Imagem: Martha Barros. |
O menino que era esquerdo viu no meio do quintal um pente. O pente estava próximo de não ser mais um pente. Estaria mais perto de ser uma folha dentada. Dentada um tanto que já se havia incluído no
chão que nem uma pedra um caramujo um sapo. Era alguma coisa nova o
pente. O chão teria comido logo um pouco de seus dentes. Camadas de
areia e formigas roeram seu organismo. Se é que um pente tem organismo.

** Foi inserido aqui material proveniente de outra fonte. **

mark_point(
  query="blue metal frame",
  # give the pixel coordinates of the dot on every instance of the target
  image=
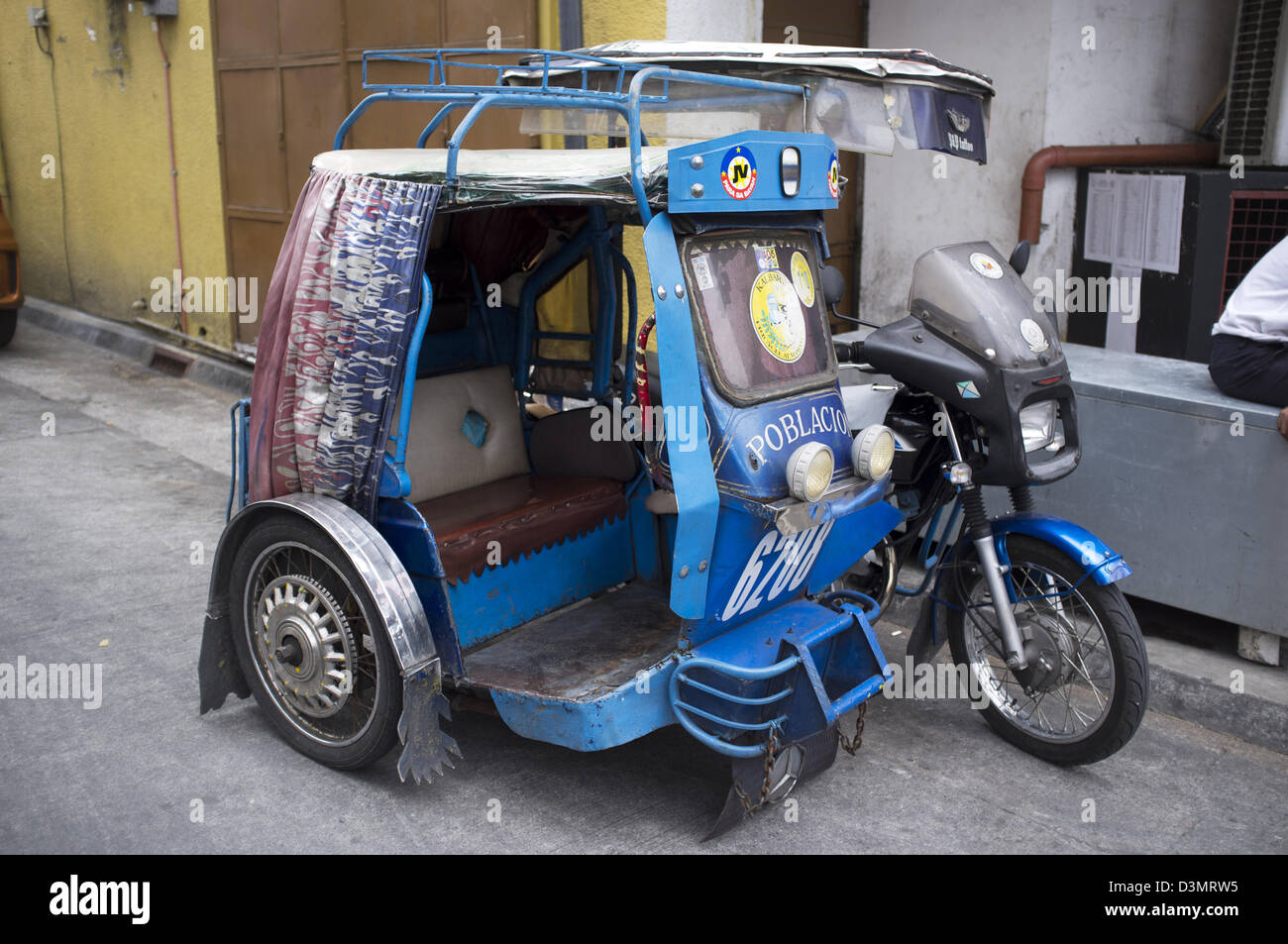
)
(239, 483)
(691, 468)
(815, 649)
(393, 474)
(545, 95)
(828, 655)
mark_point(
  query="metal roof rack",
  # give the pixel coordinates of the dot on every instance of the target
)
(625, 97)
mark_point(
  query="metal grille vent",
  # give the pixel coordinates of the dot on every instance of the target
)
(1258, 219)
(1252, 76)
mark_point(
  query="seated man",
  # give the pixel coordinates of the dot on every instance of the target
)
(1249, 342)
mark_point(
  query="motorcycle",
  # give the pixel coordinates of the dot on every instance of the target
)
(977, 391)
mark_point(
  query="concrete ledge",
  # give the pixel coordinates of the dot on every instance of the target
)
(1184, 681)
(1196, 684)
(137, 344)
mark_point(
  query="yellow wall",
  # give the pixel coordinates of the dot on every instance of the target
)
(115, 162)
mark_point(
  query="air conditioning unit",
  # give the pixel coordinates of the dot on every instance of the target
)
(1256, 107)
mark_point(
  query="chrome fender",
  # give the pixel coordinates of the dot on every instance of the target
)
(391, 590)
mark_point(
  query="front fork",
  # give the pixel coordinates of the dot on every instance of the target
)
(980, 532)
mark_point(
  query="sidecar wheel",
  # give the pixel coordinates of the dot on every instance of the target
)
(313, 646)
(1090, 698)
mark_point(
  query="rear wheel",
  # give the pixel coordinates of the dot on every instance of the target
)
(1083, 694)
(313, 646)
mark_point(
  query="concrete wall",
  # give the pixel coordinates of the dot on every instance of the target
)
(108, 121)
(1155, 68)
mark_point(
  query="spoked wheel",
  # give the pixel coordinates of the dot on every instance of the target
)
(313, 646)
(1085, 689)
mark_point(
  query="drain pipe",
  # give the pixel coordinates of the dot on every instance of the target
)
(176, 294)
(1098, 155)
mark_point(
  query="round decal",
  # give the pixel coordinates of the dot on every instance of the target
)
(986, 265)
(1033, 336)
(777, 316)
(738, 172)
(833, 178)
(802, 279)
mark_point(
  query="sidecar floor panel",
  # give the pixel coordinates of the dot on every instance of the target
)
(581, 652)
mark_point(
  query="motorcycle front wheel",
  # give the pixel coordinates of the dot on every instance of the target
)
(1085, 691)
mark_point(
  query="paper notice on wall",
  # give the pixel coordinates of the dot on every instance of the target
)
(1124, 308)
(1134, 220)
(1163, 233)
(1099, 230)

O fato é que o pente estava sem costela. Não se poderia mais
dizer se aquela coisa fora um pente ou um leque. As cores a chifre de
que fora feito o pente deram lugar a um esverdeado musgo. Acho que os
bichos do lugar mijavam muito naquele desobjeto. O fato é que o pente
perdera sua personalidade. Estava encostado às raízes de uma árvore e
não servia mais nem pra pentear macaco. O menino que era esquerdo e
tinha cacoete pra poeta, justamente ele enxergara o pente naquele estado
terminal. E o menino deu pra imaginar que o pente, naquele estado, já
estaria incorporado à natureza como um rio, um osso, um lagarto. Eu acho
que as árvores colaboravam na solidão daquele pente.